Welcome to our dedicated page for Nuvve Holding SEC filings (Ticker: NVVE), a comprehensive resource for investors and traders seeking official regulatory documents including 10-K annual reports, 10-Q quarterly earnings, 8-K material events, and insider trading forms.
Reading a single Nuvve Holding Corp (NVVE) filing can feel like decoding an electrical schematic—revenue from bidirectional charging, government incentives, and complex grid-service contracts are buried deep in footnotes. If you have ever searched “Nuvve quarterly earnings report 10-Q filing” or wondered which executives are buying shares through “Nuvve insider trading Form 4 transactions,” you know the challenge.
Stock Titan turns that maze into a straight line. Our AI-powered summaries extract the numbers and narratives that matter, so understanding Nuvve SEC documents with AI takes minutes, not hours. Get instant alerts when a new 8-K material event posts, see Nuvve Form 4 insider transactions real-time, and view concise highlights of risk factors and V2G revenue recognition.
Curious what each form reveals? AI notes the essentials for you:
- 10-K: Our tool delivers a Nuvve annual report 10-K simplified—segment revenue, R&D spend on vehicle-to-grid software, and long-term grid-service contracts.
- 10-Q: Track margin trends and fleet deployment metrics with a focused Nuvve earnings report filing analysis.
- 8-K: Receive summaries of supply-chain updates or utility partnerships with Nuvve 8-K material events explained.
- Form 4: Monitor Nuvve executive stock transactions Form 4 to spot buying ahead of major rollouts.
- DEF 14A: Review the Nuvve proxy statement executive compensation section without sifting through boilerplate.
Whether you need “Nuvve SEC filings explained simply” for a quick briefing or deep dives into cash-flow notes, Stock Titan provides comprehensive coverage, real-time updates, and clear, actionable context.
Nuvve Holding Corp. filed a revised proxy amending a scrivener's error to show 19,942,839 shares outstanding (previously 20,252,314) and seeks shareholder approval for a Reverse Stock Split with a board-determined ratio in the range of 1-for-2 to 1-for-40. The company states the reverse split is intended to satisfy Nasdaq minimum bid price requirements and notes an active appeal of a Nasdaq delisting determination. Implementation must be completed no later than 10 business days before a date set by the Nasdaq Hearing Panel if the split is approved. The proxy discloses solicitation arrangements, including an estimated fee to Campaign Management of up to $10,000, event logistics for a Special Meeting and adjusted share-and-capital mechanics and tax and fractional-share treatments in the event of the reverse split.

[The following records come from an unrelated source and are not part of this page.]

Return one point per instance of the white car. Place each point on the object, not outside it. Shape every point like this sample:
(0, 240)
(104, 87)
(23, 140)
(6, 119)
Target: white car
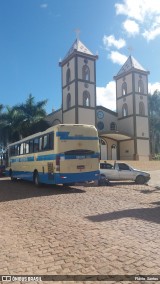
(122, 171)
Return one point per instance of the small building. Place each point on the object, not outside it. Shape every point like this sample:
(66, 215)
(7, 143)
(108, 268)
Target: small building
(124, 134)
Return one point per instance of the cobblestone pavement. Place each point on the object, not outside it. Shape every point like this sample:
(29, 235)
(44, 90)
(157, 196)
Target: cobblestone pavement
(109, 230)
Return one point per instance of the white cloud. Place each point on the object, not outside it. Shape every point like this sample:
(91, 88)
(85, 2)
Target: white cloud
(44, 6)
(117, 57)
(153, 87)
(111, 41)
(152, 33)
(141, 15)
(131, 27)
(139, 10)
(106, 96)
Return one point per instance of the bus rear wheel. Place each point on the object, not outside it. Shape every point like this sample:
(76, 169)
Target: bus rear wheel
(36, 179)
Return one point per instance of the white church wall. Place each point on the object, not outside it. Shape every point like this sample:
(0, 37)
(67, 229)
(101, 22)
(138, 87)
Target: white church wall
(142, 126)
(86, 116)
(127, 150)
(128, 80)
(90, 64)
(126, 125)
(69, 116)
(139, 76)
(90, 89)
(72, 71)
(143, 149)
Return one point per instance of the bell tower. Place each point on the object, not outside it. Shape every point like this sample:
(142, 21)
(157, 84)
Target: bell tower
(78, 71)
(132, 108)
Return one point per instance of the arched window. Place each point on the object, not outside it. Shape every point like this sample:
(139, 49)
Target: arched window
(141, 108)
(68, 76)
(140, 86)
(100, 125)
(124, 89)
(124, 110)
(85, 73)
(68, 100)
(113, 126)
(86, 98)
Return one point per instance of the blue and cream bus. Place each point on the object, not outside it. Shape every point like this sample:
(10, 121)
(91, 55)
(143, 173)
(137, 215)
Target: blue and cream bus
(63, 154)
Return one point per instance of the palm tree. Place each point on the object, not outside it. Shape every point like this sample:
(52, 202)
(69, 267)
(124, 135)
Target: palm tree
(22, 120)
(12, 124)
(33, 116)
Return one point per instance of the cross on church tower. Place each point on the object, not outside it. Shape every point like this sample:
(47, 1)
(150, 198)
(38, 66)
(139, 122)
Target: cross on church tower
(77, 31)
(130, 49)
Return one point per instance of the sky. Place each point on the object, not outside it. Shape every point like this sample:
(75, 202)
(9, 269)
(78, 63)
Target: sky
(36, 34)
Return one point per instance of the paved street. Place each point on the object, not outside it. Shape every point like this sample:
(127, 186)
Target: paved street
(79, 230)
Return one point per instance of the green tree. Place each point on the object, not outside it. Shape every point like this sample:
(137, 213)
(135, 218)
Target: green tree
(33, 116)
(22, 120)
(154, 121)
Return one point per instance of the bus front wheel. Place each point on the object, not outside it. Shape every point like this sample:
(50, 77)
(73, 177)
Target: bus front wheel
(36, 179)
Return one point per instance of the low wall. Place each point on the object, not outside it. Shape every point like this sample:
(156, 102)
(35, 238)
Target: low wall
(141, 165)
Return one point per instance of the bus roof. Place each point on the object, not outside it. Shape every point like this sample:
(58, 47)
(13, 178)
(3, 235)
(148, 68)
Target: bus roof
(50, 129)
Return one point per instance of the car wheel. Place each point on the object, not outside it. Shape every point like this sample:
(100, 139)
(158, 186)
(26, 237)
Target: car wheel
(140, 180)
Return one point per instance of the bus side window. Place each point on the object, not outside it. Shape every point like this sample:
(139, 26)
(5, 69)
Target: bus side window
(26, 147)
(51, 141)
(21, 149)
(12, 151)
(17, 148)
(31, 146)
(36, 144)
(40, 143)
(45, 142)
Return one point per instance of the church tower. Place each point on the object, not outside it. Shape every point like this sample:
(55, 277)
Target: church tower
(78, 69)
(132, 109)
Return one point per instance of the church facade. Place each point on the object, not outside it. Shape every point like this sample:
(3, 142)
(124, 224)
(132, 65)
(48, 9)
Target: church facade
(124, 134)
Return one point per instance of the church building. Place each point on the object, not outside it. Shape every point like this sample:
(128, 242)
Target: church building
(124, 134)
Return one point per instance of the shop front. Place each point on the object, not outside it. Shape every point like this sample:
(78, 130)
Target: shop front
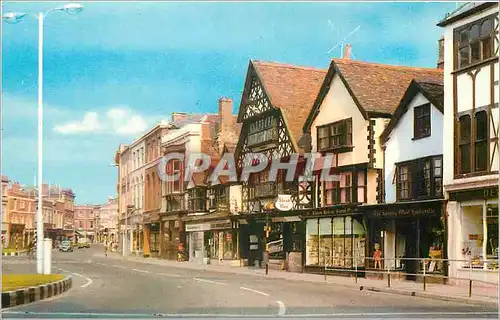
(211, 239)
(473, 233)
(335, 238)
(274, 237)
(403, 234)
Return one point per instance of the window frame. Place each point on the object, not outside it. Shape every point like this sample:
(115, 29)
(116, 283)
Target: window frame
(421, 113)
(482, 141)
(432, 186)
(266, 123)
(197, 199)
(339, 136)
(469, 141)
(480, 39)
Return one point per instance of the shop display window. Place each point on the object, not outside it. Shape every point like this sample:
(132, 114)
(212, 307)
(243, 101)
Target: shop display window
(336, 242)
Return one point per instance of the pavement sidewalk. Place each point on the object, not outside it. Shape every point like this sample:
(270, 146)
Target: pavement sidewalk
(481, 293)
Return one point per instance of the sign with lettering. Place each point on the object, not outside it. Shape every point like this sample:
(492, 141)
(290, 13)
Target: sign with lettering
(284, 202)
(222, 207)
(404, 212)
(330, 211)
(404, 209)
(483, 193)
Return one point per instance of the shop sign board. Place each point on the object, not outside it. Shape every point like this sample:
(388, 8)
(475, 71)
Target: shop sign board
(330, 211)
(404, 212)
(222, 207)
(197, 227)
(284, 202)
(473, 194)
(275, 246)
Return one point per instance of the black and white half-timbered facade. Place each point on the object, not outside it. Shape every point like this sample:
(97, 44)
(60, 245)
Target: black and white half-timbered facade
(471, 147)
(275, 103)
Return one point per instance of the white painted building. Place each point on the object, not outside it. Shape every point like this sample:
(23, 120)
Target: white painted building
(413, 181)
(354, 105)
(470, 140)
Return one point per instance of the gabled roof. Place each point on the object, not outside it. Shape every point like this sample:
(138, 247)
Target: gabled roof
(434, 92)
(291, 89)
(464, 11)
(375, 88)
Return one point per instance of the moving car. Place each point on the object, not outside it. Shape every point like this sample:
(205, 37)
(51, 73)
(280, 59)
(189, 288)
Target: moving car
(66, 246)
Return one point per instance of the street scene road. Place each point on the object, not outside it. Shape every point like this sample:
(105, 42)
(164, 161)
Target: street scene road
(113, 286)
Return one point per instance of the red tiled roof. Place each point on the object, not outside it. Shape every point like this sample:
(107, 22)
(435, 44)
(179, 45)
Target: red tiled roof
(292, 89)
(379, 87)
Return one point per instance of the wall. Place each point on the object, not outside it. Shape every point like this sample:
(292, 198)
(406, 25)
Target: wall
(465, 94)
(378, 128)
(400, 146)
(338, 105)
(235, 197)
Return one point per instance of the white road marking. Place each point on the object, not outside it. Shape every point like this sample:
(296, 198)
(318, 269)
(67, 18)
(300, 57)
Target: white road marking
(148, 315)
(169, 274)
(282, 309)
(139, 270)
(88, 283)
(210, 281)
(255, 291)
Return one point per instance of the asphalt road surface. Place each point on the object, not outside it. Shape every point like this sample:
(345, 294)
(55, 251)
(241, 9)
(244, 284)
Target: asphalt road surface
(107, 287)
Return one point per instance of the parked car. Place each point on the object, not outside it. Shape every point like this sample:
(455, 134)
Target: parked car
(66, 246)
(83, 243)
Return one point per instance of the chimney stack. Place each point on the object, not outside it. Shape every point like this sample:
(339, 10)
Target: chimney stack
(440, 63)
(347, 51)
(178, 116)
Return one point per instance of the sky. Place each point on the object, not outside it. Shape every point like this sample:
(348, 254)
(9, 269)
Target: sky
(116, 69)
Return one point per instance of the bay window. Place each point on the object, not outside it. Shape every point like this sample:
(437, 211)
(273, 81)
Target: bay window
(474, 42)
(473, 146)
(419, 178)
(335, 135)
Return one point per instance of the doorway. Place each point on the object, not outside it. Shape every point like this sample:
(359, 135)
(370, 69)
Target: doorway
(407, 231)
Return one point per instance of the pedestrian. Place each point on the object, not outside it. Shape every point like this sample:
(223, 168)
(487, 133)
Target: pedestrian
(31, 250)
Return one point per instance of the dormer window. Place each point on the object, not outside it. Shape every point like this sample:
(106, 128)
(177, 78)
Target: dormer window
(422, 121)
(474, 42)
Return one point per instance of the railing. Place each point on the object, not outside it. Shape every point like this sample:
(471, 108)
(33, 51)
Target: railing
(423, 270)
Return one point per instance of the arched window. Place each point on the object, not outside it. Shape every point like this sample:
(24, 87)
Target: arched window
(481, 141)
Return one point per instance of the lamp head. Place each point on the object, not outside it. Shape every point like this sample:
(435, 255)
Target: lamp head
(72, 8)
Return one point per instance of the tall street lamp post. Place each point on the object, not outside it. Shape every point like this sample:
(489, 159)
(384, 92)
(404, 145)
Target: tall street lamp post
(125, 233)
(13, 18)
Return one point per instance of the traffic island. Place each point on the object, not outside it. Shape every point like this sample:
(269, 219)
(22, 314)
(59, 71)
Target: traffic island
(18, 289)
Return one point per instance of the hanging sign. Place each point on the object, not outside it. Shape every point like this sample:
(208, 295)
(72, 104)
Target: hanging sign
(284, 202)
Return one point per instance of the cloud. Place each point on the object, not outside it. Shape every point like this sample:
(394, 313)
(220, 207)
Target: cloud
(90, 123)
(117, 120)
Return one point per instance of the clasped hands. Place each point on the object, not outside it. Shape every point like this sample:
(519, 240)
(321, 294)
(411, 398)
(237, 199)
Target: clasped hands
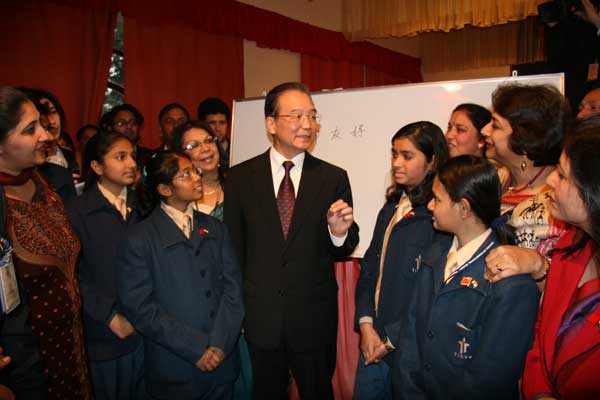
(371, 345)
(340, 218)
(211, 359)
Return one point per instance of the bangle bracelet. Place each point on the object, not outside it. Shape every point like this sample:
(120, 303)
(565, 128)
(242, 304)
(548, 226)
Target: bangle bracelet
(546, 268)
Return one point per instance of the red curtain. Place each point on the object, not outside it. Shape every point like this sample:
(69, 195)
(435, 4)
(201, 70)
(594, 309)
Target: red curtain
(375, 77)
(61, 48)
(167, 62)
(322, 73)
(348, 340)
(272, 30)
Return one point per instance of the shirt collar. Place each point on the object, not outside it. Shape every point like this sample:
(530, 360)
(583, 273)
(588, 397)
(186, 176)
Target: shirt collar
(467, 252)
(111, 197)
(177, 216)
(277, 160)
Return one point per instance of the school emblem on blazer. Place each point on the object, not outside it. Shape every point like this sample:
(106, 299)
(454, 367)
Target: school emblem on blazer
(417, 264)
(469, 282)
(463, 349)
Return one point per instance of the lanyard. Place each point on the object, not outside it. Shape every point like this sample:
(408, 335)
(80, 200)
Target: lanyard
(471, 261)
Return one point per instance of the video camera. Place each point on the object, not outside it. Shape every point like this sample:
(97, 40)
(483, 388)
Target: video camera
(557, 10)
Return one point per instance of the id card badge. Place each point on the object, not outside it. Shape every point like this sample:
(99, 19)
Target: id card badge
(9, 291)
(593, 72)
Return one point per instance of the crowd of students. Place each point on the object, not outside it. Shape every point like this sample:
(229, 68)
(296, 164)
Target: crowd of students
(148, 284)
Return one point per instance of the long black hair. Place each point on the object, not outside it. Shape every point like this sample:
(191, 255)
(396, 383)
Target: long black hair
(429, 139)
(475, 179)
(95, 150)
(582, 147)
(161, 168)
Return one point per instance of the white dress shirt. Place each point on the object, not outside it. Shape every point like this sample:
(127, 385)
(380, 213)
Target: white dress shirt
(180, 217)
(278, 172)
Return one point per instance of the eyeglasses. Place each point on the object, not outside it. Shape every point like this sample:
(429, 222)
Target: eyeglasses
(194, 143)
(175, 121)
(186, 174)
(131, 123)
(297, 117)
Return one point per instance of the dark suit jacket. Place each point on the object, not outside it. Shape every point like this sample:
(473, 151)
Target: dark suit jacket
(409, 242)
(182, 295)
(466, 339)
(290, 289)
(100, 228)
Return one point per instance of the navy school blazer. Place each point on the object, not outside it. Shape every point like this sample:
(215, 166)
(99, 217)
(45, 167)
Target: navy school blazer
(100, 228)
(467, 339)
(407, 246)
(182, 295)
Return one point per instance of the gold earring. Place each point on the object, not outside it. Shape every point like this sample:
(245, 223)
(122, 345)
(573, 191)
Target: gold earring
(523, 166)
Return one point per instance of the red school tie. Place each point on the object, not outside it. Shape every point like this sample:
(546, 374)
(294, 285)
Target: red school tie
(286, 199)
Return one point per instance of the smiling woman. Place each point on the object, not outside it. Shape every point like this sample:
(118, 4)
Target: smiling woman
(200, 143)
(45, 247)
(565, 349)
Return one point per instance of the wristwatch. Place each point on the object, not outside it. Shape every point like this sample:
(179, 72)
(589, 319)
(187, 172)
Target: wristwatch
(389, 347)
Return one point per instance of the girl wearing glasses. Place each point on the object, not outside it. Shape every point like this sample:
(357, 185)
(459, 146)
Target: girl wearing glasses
(101, 218)
(200, 143)
(179, 284)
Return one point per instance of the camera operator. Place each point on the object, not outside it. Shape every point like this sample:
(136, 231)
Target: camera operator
(572, 42)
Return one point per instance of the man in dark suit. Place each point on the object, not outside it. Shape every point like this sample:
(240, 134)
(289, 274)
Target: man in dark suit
(286, 248)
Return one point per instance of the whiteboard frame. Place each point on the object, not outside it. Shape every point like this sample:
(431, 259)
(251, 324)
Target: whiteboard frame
(367, 226)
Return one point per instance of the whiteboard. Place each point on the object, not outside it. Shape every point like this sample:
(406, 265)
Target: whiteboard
(358, 124)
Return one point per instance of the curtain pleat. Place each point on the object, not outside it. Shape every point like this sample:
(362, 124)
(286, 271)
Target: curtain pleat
(61, 48)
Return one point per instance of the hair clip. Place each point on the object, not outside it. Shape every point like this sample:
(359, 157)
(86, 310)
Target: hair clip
(497, 223)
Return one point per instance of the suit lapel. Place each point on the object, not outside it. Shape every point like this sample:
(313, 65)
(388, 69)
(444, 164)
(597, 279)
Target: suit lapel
(435, 259)
(310, 187)
(263, 186)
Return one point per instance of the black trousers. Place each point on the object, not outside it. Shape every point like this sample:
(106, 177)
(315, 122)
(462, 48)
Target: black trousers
(312, 370)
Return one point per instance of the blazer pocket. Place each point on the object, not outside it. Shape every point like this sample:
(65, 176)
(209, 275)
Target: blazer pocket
(249, 289)
(465, 343)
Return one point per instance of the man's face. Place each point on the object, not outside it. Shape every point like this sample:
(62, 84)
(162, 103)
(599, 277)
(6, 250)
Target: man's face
(170, 120)
(126, 124)
(590, 105)
(292, 136)
(218, 123)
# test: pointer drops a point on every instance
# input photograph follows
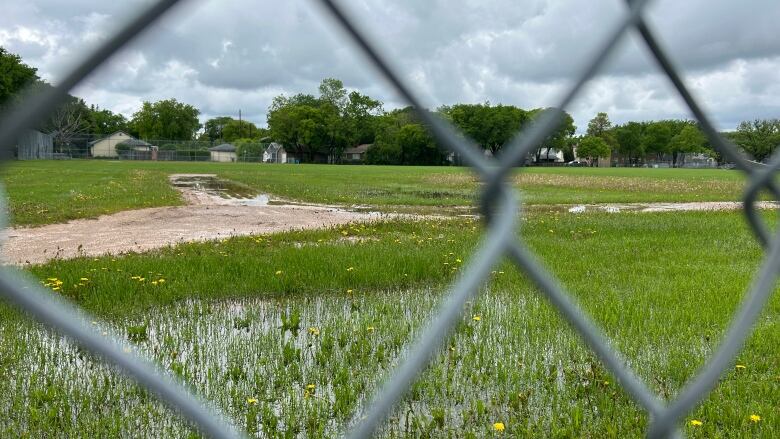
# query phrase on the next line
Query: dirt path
(696, 206)
(208, 216)
(218, 209)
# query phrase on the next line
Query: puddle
(221, 191)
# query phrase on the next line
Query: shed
(275, 153)
(356, 154)
(225, 152)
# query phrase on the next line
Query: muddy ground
(218, 209)
(208, 216)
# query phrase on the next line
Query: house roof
(274, 147)
(110, 136)
(135, 142)
(225, 147)
(360, 149)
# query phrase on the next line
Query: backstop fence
(500, 209)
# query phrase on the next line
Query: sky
(222, 56)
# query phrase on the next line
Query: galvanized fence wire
(500, 208)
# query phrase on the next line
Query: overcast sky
(222, 56)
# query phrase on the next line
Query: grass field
(43, 192)
(290, 333)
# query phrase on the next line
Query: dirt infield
(208, 216)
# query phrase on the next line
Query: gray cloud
(222, 56)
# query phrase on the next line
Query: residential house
(549, 155)
(225, 152)
(106, 147)
(275, 153)
(356, 154)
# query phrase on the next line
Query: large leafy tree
(14, 76)
(325, 125)
(213, 127)
(629, 140)
(491, 127)
(689, 139)
(599, 125)
(560, 138)
(240, 129)
(167, 119)
(403, 140)
(361, 118)
(103, 122)
(593, 147)
(656, 137)
(758, 138)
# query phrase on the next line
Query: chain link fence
(500, 209)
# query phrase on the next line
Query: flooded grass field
(290, 334)
(45, 192)
(286, 368)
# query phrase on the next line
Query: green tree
(655, 138)
(167, 119)
(560, 137)
(758, 138)
(689, 139)
(104, 122)
(599, 125)
(629, 140)
(593, 147)
(14, 76)
(325, 125)
(237, 129)
(361, 117)
(249, 149)
(213, 127)
(491, 127)
(332, 92)
(403, 140)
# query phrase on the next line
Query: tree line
(321, 127)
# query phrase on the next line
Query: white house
(225, 152)
(356, 154)
(549, 155)
(275, 153)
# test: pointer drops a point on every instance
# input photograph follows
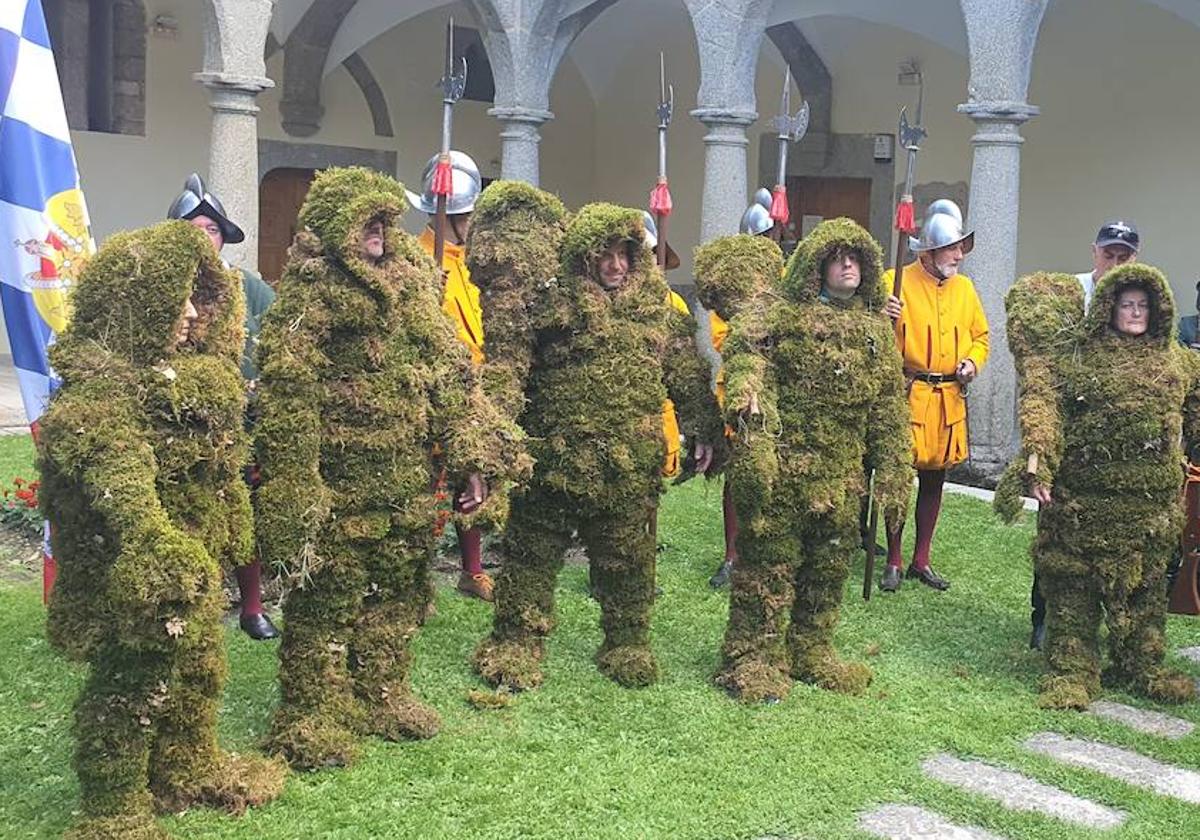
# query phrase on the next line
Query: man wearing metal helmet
(197, 205)
(942, 333)
(460, 301)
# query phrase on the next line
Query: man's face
(945, 263)
(210, 228)
(1131, 316)
(613, 265)
(372, 240)
(843, 275)
(1109, 257)
(186, 322)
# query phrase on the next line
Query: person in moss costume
(1103, 407)
(360, 377)
(141, 456)
(815, 390)
(605, 347)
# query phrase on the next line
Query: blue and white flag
(45, 231)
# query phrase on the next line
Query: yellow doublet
(670, 421)
(460, 300)
(940, 325)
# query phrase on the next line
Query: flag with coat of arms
(45, 232)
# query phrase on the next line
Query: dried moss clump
(1105, 540)
(601, 364)
(816, 394)
(361, 375)
(141, 455)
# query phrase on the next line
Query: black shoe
(929, 577)
(723, 575)
(258, 627)
(891, 580)
(1038, 637)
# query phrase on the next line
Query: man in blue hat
(197, 205)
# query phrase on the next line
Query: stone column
(993, 214)
(1001, 39)
(234, 73)
(520, 139)
(725, 169)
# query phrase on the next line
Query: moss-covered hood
(802, 281)
(342, 199)
(1162, 304)
(131, 297)
(731, 270)
(593, 229)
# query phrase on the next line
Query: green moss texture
(141, 455)
(816, 396)
(1105, 413)
(361, 377)
(600, 365)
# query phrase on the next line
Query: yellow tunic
(940, 325)
(670, 421)
(460, 300)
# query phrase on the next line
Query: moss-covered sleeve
(293, 499)
(888, 430)
(1191, 360)
(96, 437)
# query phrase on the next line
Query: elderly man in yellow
(942, 334)
(460, 301)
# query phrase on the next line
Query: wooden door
(280, 197)
(820, 198)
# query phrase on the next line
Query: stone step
(1122, 765)
(1019, 792)
(1144, 720)
(910, 822)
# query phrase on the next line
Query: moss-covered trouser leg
(621, 550)
(535, 540)
(754, 663)
(1073, 621)
(115, 718)
(1135, 605)
(397, 593)
(318, 714)
(829, 541)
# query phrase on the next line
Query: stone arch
(100, 48)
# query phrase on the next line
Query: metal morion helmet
(942, 227)
(652, 240)
(756, 220)
(945, 205)
(466, 185)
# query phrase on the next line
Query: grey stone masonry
(909, 822)
(1001, 39)
(1143, 720)
(1117, 763)
(234, 73)
(526, 41)
(1019, 792)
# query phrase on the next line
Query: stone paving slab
(1019, 792)
(1122, 765)
(909, 822)
(1144, 720)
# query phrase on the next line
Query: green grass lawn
(585, 759)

Gregory Poilasne, Chief Executive Officer and Director of Nuvve Holding Corp. (NVVE), reported an open-market sale of common stock on 08/22/2025. The Form 4 shows 200,000 shares were disposed of at a volume-weighted average price of $0.4725 per share, with the reported intraday price range $0.47 to $0.48. After the sale the filing lists 333,474.784 shares beneficially owned by the reporting person in a direct capacity. The sale was signed and dated by Mr. Poilasne on 08/26/2025. The filer notes the issuer can provide detailed per-transaction share counts on request.
James Andrew Altucher, a director of Nuvve Holding Corp. (NVVE), acquired 100,000 shares of the issuer's common stock on 08/24/2025. The shares were issued as restricted stock units (RSUs) under the company's Amended and Restated 2020 Long-Term Incentive Plan, each RSU representing the right to one share. The RSUs vested immediately and were reported with a $0 per-share price on Form 4, resulting in 100,000 shares beneficially owned following the transaction. The filing is signed and dated 08/26/2025.
Nuvve Holding Corp. insider Brian Arthur Johnson received 100,000 restricted stock units (RSUs) that vested immediately, each representing one share of common stock. The award was recorded as a non‑derivative acquisition on 08/24/2025 at a reported price of $0, leaving Mr. Johnson with 100,000 shares beneficially owned following the transaction. The filing identifies Mr. Johnson as a director and shows the Form 4 was signed on 08/26/2025.
This disclosure states the RSUs were granted under the company’s Amended and Restated 2020 Long‑Term Incentive Plan and that each RSU converts to one share on vesting. No other transactions, option grants, sales, or additional material terms (such as service conditions or forfeiture provisions) are stated in the form.